DOWNPATRICK-based food producer Finnebrogue is to partner with UK-leading cultivated meat company Ivy Farm Technologies to create one of the world’s first commercially-available cultivated Wagyu beef burger.
The two companies are working together on the 'laboratory-grown' burgers, though are waiting on the necessary regulatory approvals.
Finnebrogue has its own world-class herd of Wagyu cattle grazing on its County Down estate (Wagyu is a breed of cattle native to Japan, and the word literally means Japanese beef).
Its award-winning Wagyu burgers are already sold by the likes of Sainsburys, Ocado and Tesco.
But to meet burgeoning demand for Wagyu products, cells are now being taken from the Finnebrogue herd and being cultivated in fermentation tanks at Ivy Farm’s 18,000 sq ft state-of-the-art research facility at Oxford University.
The mince meat is then grown and harvested at Ivy Farm’s pilot plant, which resembles a craft beer brewery to the untrained eye.
The Wagyu cells will join Ivy Farm’s existing product range, which includes British pork and Aberdeen Angus beef.
Indeed Ivy Farm and Finnebrogue are already looking at replicating the Wagyu cultivation experiment with Co Down venison.
Jago Pearson, chief strategy officer at Finnebrogue (www.finnebrogue.com), said: “We are best known for our agenda-setting innovation, whether it be our revolutionary nitrite-free bacon, famous Oisin venison, our award-winning wagyu burgers or, more recently, the delicious plant-based alternatives we are producing from Europe’s leading vegan food facility.
“We have never been bound by the way food has always been produced, nor have we been tied to a single protein.
“Our task is always to make food that is nutritious, delicious and sustainable for food-loving consumers, so we're excited to strike this partnership with Ivy Farm that will allow us to explore the future potential of cultivated meat.
“Ivy Farm will be cultivating Wagyu beef from cells derived from our herd on Finnebrogue Estate.

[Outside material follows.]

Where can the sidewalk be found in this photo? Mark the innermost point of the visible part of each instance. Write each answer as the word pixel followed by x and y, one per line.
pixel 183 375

In time, we are excited to help realise the potential this may bring in producing sustainable food that can feed a growing global population.”
Rich Dillon, chief executive at Ivy Farm (www.ivy.farm) adds: “Appetite from consumers for sustainable and delicious meat has never been higher.
“This new collaboration with Finnebrogue showcases how cultivated meat can work with traditional farming, helping to reduce the pressure on producers to intensify operations to meet growing demand, while boosting consumer choice.
“In Finnebrogue we have found a partner who has a long history and track record of producing premium products that do not compromise on taste and quality.”
He added: “Ivy Farm grows cells from animals in large fermentation tanks in order to produce real meat that has a healthy, nutritional profile and a more sustainable greenhouse gas footprint.”
Cultivated meat is sometimes called cellular agriculture, which is the production of agricultural products from cell cultures using a combination of biotechnology, tissue engineering, molecular biology, and synthetic biology to create and design new methods of producing proteins, fats, and tissues that would otherwise come from traditional farming.
A report last year from UK Research and Innovation (UKRI) suggested that the UK's exit from the EU could make regulation around cellular agriculture more agile, making market entry easier and faster.